Our High Level Design has now been revised in order to incorporate additional fault tolerance features.
We had some concerns with our original design that even a minor failure within a disk shelf would lead to service failing over to that store’s passive copy. While that in itself isn’t an issue – there still shouldn’t be any user effect – it seemed sensible to revise the plan to ensure that a localised hardware failure would have the smallest possible impact on the system.
So now we intend to attach three (instead of two) D2700 disk enclosures to each mailbox server. The sizing exercise had shown us that we need fewer servers than anticipated so this actually represents a cost reduction too: more fault tolerance and at a lower cost!
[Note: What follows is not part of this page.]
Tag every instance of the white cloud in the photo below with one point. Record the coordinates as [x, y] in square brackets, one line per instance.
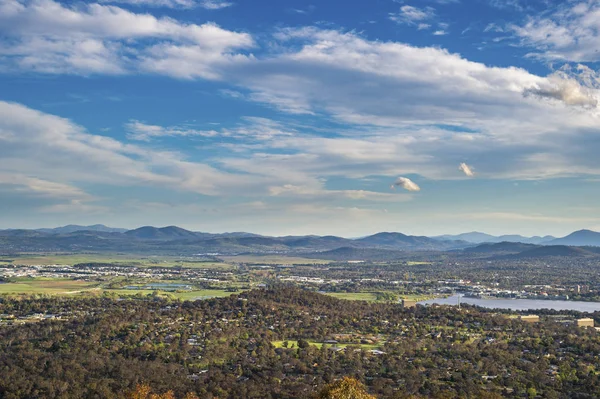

Each enclosure contains 25 2½” 10k rpm 300GB SAS disks, giving us a total of 75 disks available to each mailbox server. These will be divided into 22 database LUNs, each utilising one disk from each of the three enclosures, to create a RAID5 array that can tolerate failure of either a single disk or a whole enclosure. This accounts for 66 of the 75 disks.
Transaction logs will be allocated two disks per enclosure, a total of six disks across the three disk shelves, provisioned as a RAID1+0 array. The remaining three disks will be used to create a two-disk recovery LUN (on which the inevitable ‘I’ve deleted half of my email’ restore tasks can take place) and a hot-spare that can operate across all three enclosures.